PCR amplification, amplicon library preparation and sequencing

The amplicon for 16S V3V4 regions was generated in two-step PCR methods following “Illumina 16S metagenomic sequencing library preparation”64,65. The first PCR was run for 30 cycles, followed by beads purification of positive amplicons, and indexing via second PCR (12 cycles). Paired-end sequencing (v3 kit, 600 cycles) was performed with Illumina MiSeq platforms (Illumina Inc., CA, USA). The PCR conditions are available in supplementary data (Supplementary data M1.2).

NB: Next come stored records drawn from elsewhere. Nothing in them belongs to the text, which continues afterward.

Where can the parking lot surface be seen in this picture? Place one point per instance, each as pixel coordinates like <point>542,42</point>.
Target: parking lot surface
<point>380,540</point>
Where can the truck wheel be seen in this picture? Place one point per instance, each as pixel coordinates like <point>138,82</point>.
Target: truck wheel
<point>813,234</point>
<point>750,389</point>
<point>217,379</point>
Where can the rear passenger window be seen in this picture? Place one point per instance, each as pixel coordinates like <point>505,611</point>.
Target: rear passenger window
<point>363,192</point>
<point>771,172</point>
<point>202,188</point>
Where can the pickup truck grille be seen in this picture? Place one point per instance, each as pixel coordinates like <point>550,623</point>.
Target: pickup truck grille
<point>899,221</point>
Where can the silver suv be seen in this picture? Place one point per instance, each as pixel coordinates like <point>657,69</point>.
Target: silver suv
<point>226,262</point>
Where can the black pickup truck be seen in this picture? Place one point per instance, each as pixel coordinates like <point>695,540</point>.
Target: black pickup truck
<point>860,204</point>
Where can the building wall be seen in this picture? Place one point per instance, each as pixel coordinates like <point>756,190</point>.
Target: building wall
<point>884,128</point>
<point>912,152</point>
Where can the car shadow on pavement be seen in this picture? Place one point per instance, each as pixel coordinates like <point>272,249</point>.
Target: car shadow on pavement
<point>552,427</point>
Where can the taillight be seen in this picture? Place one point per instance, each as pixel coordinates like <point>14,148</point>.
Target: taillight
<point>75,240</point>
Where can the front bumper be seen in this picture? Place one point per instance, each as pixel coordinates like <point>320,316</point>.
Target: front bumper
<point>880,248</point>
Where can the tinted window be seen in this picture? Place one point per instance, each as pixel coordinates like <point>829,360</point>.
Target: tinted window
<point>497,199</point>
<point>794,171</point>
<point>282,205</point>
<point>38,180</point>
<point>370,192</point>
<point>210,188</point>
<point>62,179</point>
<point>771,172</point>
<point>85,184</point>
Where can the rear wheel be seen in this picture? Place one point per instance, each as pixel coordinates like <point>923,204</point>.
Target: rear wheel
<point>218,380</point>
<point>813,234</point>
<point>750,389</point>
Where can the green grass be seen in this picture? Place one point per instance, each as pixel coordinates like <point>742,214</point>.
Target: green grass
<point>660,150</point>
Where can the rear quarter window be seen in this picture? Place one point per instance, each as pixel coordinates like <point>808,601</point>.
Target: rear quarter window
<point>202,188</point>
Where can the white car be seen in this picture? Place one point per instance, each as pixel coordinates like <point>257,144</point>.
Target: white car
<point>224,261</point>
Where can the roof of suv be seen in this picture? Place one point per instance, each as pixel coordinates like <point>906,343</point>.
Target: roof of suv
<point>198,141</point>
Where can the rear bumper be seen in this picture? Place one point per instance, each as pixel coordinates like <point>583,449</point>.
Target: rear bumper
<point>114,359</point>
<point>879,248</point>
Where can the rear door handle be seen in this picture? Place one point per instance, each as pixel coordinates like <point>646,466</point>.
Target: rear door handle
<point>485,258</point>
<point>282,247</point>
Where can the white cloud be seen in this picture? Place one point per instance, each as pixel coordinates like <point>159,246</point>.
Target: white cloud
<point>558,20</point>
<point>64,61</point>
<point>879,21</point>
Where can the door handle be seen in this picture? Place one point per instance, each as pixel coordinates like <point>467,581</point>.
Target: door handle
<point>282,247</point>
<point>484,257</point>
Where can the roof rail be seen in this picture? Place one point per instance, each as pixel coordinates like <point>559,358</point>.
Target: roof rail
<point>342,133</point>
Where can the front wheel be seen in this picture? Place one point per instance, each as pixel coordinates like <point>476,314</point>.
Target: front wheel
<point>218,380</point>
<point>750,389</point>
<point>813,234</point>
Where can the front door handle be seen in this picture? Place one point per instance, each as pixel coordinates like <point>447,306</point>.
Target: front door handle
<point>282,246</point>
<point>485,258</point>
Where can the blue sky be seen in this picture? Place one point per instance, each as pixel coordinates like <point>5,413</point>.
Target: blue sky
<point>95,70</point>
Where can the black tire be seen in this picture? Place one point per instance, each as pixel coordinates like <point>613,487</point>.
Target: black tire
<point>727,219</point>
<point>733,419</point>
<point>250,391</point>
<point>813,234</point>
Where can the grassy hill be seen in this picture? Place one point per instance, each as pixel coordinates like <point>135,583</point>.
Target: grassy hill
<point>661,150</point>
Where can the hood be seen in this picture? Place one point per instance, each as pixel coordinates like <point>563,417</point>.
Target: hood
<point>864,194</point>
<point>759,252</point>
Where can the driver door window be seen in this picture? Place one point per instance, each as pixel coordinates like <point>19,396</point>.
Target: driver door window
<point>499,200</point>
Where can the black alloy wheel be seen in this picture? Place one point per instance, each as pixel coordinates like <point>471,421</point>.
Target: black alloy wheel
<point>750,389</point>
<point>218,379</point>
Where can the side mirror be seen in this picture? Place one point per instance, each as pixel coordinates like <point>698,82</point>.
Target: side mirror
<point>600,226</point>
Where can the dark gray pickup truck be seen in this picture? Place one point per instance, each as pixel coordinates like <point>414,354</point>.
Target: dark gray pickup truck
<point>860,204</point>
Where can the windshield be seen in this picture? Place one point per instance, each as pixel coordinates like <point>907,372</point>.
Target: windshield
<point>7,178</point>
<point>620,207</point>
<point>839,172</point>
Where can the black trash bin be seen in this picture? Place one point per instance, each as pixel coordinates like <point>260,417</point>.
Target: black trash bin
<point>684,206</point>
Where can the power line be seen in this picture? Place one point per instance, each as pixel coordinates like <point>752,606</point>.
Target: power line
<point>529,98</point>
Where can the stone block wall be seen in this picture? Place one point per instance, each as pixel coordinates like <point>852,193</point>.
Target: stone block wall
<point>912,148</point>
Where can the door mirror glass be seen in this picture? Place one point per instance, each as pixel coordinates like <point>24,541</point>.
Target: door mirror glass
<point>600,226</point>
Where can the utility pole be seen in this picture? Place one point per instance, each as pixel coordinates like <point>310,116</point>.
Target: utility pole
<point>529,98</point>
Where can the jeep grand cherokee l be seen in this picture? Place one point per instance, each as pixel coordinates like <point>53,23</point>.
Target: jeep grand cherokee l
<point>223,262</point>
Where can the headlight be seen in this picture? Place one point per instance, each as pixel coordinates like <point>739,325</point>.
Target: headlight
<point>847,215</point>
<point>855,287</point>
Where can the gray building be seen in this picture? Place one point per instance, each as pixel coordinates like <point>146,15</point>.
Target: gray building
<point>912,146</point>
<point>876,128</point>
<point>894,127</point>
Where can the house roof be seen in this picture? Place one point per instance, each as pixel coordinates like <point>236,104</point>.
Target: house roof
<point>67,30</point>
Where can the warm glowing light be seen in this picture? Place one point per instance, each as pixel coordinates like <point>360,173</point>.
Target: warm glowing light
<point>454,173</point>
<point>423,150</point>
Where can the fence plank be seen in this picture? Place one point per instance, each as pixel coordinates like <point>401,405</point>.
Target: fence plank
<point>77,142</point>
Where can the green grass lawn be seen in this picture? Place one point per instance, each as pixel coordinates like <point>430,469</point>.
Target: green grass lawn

Data processing and statistical analysis

The raw sequence data was imported into qiime2 (v2021.4) for paired-end processing66. Quality trimming (denoising) of demultiplexed sequences was performed in q2-dada2 plug-in with the following parameters: -p-trim-left-l 0; -p-trunc-len-f 280; -p-trim-left-r 0; -p-trunc-len-r 22067. The DADA2 output as a feature frequency ASV (Amplicon Sequence Variants) table that represents biological features of amplicon sequence was classified taxonomically against SILVA 138 release using consensus blast68. The chimeric features and singletons were removed and the feature ASV table was filtered based on the lowest non-zero frequency 10. We removed chloroplast and mitochondrial sequences from the final data. Each sample was set to an even depth of 10,112 for downstream analysis of alpha–beta diversity and microbial composition. The rarefied ASV table, taxonomy table and metadata were used for alpha–beta diversity analysis with the R statistical software (v4.22)69. Observed species and Chao1 were chosen for the changes in diversity, while Shannon and Simpson's indices were used for the calculation of evenness among groups. Weighted (relative abundance) and unweighted (presence-absence) UniFrac distance metrics were used for the calculation of beta diversity. Alpha–beta diversity measurements were performed using phyloseq70, microbiomeSeq71, microbiome72 and vegan73 R packages in support of plotting packages ggplot2 . The relative abundance of bacteria at various taxa levels was calculated with the phyloseq R package. Clostridium sensu stricto 1 has been renamed as Clostridium. Kruskal–Wallis ranks test was used to compare alpha-diversity among groups. Centroid analysis of beta dispersion among the groups was performed as permutational multivariate analysis (PERMANOVA) with the vegan R package. Significantly abundant bacterial genera were identified using Linear Discriminant Analysis Effect Sizes (LefSe) at LDA cut-off value of 2.0 and more74. At every stage of data analysis, p-value of less than 0.05 was considered as statistically significant.